Mais qu’importe cela. Je n’ai pas à regretter la beauté que j’ai perdue, et si Dieu me fait jamais la grâce de retrouver ma fille, je lui dirai ce que j’ai souffert, combien j’ai pleuré, et elle m’aimera, j’en suis sûre. Une mère est toujours belle pour son enfant !

— Comme je vous plains !

— Ah ! vous avez raison !

— La vie a été bien cruelle pour vous.

— Sans doute, et nul ne saura jamais quelles épreuves ont torturé mon cœur. Mais cela ne pouvait durer toujours, et j’arrive au bout.

— Vous avez donc quelque espoir ?

— Peut-être.

— Vous êtes sur la trace du comte ?

— Je le crois.

— Vous l’avez vu ?

— Non ; mais je le verrai.

— Bientôt ?

— Au premier jour. D’ailleurs, Palmer a dû vous dire que je comptais sur vous.

— En effet ; mais que puis-je, moi ?

— Il vous a vu entrer dans une maison d’où sortait Gobson, l’âme damnée du comte.

— Cette maison appartient à M. de Beaufort-Wilson.

— C’est cela.

— Je connais à peine M. de Beaufort. J’y ai passé une heure récemment ; il m’a accueilli avec bienveillance, et…

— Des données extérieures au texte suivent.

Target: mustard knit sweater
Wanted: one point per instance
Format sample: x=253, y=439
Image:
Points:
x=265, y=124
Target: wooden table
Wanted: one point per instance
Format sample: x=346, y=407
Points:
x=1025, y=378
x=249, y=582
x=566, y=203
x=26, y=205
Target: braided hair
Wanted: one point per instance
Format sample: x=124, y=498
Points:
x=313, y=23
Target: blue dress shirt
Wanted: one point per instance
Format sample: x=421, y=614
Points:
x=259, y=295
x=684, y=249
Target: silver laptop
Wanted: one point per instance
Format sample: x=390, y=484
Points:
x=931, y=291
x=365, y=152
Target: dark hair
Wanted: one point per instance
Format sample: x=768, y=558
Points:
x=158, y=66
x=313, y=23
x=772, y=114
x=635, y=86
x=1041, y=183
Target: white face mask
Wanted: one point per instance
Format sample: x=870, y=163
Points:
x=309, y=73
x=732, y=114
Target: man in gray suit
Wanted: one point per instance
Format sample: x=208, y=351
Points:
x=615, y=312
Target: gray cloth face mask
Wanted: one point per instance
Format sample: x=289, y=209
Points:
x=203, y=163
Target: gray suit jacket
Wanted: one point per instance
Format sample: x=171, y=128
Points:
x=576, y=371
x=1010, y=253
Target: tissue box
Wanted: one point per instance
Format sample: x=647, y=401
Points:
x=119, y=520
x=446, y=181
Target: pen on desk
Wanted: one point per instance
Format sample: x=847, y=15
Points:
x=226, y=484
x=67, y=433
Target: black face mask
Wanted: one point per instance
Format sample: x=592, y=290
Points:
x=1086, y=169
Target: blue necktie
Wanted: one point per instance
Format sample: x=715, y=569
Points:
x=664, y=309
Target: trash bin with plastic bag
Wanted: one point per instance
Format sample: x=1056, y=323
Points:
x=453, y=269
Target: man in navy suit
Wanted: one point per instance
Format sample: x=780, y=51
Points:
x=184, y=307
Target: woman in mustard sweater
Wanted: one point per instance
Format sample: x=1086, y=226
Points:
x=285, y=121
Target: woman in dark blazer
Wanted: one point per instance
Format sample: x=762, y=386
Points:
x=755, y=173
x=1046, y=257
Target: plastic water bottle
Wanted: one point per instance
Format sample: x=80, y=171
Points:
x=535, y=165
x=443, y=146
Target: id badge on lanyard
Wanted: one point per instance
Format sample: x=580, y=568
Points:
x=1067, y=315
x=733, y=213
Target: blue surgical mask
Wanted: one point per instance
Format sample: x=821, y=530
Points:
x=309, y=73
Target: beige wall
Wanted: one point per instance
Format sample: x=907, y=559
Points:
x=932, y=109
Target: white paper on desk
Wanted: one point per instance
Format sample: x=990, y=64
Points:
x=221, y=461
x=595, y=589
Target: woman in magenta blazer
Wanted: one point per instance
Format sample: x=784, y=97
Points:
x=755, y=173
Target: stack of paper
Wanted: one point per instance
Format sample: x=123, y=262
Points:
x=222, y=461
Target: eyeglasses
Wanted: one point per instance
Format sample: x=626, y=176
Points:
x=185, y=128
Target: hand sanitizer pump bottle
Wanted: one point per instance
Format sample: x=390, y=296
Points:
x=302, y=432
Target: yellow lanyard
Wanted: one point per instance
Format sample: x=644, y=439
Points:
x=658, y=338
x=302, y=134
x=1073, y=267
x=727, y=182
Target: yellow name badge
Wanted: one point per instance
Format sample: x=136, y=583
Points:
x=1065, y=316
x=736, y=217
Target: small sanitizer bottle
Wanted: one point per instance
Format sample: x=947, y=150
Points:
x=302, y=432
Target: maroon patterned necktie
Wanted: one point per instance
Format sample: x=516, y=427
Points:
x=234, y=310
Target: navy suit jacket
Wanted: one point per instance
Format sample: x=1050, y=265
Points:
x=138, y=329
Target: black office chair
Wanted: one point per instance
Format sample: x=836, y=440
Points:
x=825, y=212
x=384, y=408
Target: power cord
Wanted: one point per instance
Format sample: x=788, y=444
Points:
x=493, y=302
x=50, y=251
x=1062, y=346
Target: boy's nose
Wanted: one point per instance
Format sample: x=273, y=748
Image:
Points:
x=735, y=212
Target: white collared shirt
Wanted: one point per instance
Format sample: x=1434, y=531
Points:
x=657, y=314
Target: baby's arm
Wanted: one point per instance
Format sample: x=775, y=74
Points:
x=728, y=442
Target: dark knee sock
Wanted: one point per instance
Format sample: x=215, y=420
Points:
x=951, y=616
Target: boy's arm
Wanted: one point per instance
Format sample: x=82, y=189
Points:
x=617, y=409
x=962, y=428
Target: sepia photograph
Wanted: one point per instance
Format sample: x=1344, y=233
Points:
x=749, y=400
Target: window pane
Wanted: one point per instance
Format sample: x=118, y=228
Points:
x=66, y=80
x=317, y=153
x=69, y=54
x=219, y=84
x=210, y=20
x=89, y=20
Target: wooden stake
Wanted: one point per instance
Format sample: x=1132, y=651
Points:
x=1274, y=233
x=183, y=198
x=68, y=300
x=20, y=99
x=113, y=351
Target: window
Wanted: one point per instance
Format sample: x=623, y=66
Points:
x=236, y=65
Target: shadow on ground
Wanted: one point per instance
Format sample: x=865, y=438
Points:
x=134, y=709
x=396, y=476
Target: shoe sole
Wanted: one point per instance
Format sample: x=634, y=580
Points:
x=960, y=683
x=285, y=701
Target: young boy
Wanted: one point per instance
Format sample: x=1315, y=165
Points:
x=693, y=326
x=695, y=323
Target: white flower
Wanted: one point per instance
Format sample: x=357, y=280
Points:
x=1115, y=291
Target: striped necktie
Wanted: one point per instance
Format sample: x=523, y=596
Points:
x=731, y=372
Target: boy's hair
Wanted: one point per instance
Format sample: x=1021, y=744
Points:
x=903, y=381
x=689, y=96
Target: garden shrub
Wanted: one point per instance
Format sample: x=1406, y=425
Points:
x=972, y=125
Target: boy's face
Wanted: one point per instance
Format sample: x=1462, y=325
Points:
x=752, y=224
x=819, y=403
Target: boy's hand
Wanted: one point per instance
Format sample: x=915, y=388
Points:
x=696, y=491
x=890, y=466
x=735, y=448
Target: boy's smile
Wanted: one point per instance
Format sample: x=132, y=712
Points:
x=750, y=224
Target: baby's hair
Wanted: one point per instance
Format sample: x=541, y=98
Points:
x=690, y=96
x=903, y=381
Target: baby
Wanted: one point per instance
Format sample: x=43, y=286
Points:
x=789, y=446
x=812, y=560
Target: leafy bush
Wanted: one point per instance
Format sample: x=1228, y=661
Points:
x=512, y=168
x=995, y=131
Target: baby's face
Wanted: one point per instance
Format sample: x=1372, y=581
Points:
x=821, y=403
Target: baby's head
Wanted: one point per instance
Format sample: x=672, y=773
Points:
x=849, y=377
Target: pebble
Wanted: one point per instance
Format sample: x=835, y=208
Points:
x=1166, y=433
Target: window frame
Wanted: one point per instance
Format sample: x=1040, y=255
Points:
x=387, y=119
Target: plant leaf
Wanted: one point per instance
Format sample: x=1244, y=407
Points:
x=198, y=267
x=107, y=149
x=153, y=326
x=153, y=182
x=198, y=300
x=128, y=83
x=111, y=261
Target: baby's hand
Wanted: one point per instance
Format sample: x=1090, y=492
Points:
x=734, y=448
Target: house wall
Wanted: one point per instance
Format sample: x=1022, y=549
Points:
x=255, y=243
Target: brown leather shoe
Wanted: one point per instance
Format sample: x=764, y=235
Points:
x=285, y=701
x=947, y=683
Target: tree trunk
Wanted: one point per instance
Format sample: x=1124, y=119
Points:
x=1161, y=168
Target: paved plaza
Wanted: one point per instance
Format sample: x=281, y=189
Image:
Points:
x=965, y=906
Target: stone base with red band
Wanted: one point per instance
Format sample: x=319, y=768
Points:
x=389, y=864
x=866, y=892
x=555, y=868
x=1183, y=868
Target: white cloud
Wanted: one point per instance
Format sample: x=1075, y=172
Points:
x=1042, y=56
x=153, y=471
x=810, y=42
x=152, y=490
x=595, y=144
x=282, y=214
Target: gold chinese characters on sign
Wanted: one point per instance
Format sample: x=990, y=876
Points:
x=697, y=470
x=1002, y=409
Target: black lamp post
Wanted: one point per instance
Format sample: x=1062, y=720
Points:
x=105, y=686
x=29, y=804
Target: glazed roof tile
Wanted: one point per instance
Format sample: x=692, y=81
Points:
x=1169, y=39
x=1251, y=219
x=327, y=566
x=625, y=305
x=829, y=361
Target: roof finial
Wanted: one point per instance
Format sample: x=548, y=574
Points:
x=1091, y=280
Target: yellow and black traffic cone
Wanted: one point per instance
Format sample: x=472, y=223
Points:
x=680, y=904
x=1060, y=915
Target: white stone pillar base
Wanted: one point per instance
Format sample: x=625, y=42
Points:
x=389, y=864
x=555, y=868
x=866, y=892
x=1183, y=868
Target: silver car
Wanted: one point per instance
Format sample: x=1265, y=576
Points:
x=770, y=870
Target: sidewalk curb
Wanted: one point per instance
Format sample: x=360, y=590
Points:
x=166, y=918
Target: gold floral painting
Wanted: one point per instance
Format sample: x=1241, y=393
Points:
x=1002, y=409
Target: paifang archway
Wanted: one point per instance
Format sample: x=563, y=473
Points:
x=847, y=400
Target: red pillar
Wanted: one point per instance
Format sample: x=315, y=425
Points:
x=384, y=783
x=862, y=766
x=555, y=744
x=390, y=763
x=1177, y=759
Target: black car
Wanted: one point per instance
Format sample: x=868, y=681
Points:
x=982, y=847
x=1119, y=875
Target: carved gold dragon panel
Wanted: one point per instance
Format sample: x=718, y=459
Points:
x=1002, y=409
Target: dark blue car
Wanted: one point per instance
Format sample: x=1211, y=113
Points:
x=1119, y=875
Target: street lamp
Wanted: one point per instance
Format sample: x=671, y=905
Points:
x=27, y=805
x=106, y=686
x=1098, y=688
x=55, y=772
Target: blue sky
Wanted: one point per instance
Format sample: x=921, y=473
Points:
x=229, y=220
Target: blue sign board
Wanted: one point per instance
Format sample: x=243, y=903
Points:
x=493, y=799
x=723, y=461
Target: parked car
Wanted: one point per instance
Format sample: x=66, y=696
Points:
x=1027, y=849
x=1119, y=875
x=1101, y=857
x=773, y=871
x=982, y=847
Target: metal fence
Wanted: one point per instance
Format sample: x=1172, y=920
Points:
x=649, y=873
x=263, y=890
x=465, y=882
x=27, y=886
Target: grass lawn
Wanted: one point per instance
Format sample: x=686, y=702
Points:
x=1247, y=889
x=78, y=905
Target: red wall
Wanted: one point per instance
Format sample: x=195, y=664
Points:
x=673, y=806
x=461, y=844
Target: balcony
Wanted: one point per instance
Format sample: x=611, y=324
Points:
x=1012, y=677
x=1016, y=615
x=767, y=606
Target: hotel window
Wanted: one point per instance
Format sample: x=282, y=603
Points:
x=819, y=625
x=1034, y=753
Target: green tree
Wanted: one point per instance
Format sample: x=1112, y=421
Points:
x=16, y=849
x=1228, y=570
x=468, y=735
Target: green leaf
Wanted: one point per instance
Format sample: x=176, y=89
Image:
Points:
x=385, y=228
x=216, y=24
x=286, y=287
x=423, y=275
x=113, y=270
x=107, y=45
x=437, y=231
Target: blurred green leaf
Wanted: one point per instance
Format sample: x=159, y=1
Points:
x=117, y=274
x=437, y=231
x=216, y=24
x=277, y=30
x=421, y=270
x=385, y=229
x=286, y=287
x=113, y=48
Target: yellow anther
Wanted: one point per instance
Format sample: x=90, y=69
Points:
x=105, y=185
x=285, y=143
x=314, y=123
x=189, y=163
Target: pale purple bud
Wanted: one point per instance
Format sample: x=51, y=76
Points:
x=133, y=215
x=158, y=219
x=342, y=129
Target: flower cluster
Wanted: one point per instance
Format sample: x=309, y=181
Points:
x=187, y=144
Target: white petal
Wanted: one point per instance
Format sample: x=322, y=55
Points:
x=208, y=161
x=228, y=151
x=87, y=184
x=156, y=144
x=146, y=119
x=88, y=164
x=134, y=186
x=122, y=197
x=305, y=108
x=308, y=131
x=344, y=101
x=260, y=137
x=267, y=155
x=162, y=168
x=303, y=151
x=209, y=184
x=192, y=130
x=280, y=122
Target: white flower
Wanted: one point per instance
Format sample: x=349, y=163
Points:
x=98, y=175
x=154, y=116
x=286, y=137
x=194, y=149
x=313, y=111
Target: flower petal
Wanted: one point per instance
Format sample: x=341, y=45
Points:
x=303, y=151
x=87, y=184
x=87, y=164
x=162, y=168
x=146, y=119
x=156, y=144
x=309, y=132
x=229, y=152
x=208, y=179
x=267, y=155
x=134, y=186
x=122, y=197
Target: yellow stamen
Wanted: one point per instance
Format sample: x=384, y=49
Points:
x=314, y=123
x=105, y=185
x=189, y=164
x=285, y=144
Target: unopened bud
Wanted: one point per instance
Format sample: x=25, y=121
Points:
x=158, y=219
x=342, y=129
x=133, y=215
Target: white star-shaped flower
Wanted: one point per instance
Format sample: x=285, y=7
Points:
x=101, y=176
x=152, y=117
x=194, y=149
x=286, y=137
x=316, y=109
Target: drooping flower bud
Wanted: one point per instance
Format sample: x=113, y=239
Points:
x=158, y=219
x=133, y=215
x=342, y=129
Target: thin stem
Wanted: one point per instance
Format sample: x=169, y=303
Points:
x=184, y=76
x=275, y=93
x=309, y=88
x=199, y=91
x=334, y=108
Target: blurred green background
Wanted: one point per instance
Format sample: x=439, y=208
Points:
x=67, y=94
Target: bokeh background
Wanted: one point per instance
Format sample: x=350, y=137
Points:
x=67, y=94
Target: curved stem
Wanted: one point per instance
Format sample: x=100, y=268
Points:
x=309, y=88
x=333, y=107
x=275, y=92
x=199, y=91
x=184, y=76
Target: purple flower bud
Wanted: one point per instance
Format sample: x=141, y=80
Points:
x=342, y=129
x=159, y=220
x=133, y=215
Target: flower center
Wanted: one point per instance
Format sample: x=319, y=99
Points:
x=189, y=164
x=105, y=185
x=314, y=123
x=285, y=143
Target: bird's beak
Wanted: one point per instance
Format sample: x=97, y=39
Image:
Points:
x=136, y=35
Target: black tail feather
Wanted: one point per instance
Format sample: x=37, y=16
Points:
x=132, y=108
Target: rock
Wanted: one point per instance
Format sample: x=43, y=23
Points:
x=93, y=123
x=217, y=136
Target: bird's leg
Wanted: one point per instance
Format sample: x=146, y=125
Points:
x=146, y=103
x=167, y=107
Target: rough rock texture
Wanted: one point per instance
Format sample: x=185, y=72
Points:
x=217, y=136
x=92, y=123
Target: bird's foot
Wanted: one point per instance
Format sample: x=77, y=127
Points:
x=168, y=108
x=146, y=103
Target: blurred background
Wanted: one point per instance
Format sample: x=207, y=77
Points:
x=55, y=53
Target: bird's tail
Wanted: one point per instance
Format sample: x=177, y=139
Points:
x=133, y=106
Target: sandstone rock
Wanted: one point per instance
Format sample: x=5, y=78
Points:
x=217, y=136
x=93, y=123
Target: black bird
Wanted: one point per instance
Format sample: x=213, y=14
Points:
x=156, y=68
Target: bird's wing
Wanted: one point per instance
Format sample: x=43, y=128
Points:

— Et vous avez dansé avec mademoiselle Edmée ?

— Qui vous l’a dit ?

— La jolie enfant avec laquelle vous causiez ce matin.

— Elle vous aime beaucoup.

— C’est bien naturel. Elle m’a plu dès la première heure ; elle est d’une nature confiante et soumise. Je crois qu’elle a été attirée vers moi, comme j’étais moi-même attirée vers elle, et je serais son confesseur, qu’elle ne s’ouvrirait pas à moi avec plus d’abandon. Mais, hélas ! je crains bien que, elle aussi, ne soit destinée à être malheureuse !

— Quelle idée ! Qui vous fait supposer…

— Mille choses. Certaines confidences spontanées, non sollicitées, qui m’ont éclairée sur ce qui se passe autour de la pauvre enfant.

— Vous m’effrayez !

— Je me trompe peut-être, pourtant je ne le crois pas. Je vous ai dit que dès le premier jour cette enfant m’avait inspiré un intérêt très vif ; pourquoi, je n’en sais rien ; c’était instinctif : ma volonté n’y était pour rien, mais cela m’étonna ; un moment même ce sentiment fut assez puissant pour me faire oublier le but sacré de ma vie ; elle m’avait prise tout entière ; je la voyais partout ; j’y pensais le jour, j’en rêvais la nuit. Je vous raconte cela, pour vous bien expliquer la sollicitude dont je l’entourai, et pourquoi à cette heure je vous parle d’elle comme je le fais.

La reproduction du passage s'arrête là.